13 mar 2011

El coleccionista de colillas. Capítulo 2


Las jornadas laborales de ocho horas le dejaban extasiado de aburrimiento. De lunes a sábado. De siete de la mañana a tres de la tarde, ininterrumpidamente, vigilaba los alrededores de una urbanización de medio lujo; especialmente cuidaba de la pequeña mansión del condenado concejal corrupto del pueblo. Realizaba su trabajo en tres fases. En la primera dedicaba tres horas a escuchar la radio dentro del coche. La segunda fase se tumbaba en el asiento trasero durante otras tres horas. La tercera, aprovechando que la temperatura mejoraba, sacaba los pies fuera de la ventana dos horas. No tenía más compañeros vigilantes, y los jefes sólo se pasaban por allí una vez al mes, el último lunes. Tenía plena libertad para cumplir con las obligaciones de su empleo. Poca preocupación sufría cuando los huéspedes de la zona paseaban por la calle. No le interesaban las colillas que arrojaban esas personas, prefería las suyas, las de su barrio. Se prodigaba más en la vigilancia de su barrio que en la urbanización donde trabajaba.

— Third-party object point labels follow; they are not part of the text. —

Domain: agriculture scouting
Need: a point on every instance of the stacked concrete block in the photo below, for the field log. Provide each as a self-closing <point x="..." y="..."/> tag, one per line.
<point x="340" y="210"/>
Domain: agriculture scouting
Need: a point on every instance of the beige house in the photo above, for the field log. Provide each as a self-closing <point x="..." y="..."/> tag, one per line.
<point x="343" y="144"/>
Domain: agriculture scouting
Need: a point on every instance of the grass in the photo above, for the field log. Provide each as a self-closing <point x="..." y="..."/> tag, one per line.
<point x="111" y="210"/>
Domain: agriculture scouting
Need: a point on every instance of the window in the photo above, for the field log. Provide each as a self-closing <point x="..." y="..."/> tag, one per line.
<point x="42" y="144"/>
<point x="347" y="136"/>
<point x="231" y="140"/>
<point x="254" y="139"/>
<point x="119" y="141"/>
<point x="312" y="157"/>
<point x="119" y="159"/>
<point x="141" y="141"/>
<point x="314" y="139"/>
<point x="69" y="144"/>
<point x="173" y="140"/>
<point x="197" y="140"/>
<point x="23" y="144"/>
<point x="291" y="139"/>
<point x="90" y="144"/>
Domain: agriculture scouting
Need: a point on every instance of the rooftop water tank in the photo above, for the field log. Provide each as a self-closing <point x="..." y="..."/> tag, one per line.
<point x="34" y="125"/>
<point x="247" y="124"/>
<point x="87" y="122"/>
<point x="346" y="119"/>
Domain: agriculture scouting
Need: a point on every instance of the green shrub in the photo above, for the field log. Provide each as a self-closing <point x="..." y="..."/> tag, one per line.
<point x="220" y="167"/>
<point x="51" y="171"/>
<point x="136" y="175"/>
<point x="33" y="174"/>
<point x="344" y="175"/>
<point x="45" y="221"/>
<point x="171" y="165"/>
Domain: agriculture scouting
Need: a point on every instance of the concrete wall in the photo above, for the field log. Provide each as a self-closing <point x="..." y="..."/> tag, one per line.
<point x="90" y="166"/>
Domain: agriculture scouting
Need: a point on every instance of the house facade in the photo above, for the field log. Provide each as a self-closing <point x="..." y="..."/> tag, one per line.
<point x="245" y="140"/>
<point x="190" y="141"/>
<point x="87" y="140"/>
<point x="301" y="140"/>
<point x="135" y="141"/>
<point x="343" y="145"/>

Volvía a casa y volvía a la rutina de fases. Descongelaba la comida, la calentaba y la comía con un tenedor y un prismático ocupando sus manos. “Ella también forma parte de mi rutina”, se decía observando a la maestra rubia, son su cigarrillo y su almuerzo echando humo. Dejaba el dinero bajo el servilletero. Llevaba mucho tiempo almorzando en el bar como para preguntarlo y el camarero tenía suficiente confianza con ella. Se iba sin decir adiós, con el bolso al hombro y una carpeta oscura. El coleccionista de colillas tenía cronometrados los tiempos. Tardaba en comer quince minutos. El cigarro lo encendía en el minuto dos. Lo terminaba en el minuto trece. Lo tiraba al suelo y lo pisaba durante un minuto bajo su tacón izquierdo. Con tranquilidad buscaba el dinero en el bolso, para lo cual dedicaba unos treinta segundos. Lo dejaba bajo el servilletero y se levantaba de la mesa. Treinta segundos más. ¿Y el último minuto? El minuto final escrutaba las ventanas por si veía al hombre que todos los mediodías le espiaba con los prismáticos. En el regreso a la escuela, el coleccionista pinchaba la colilla con la aguja y retornaba sobre sus pasos. Así completaba la primera fase en casa.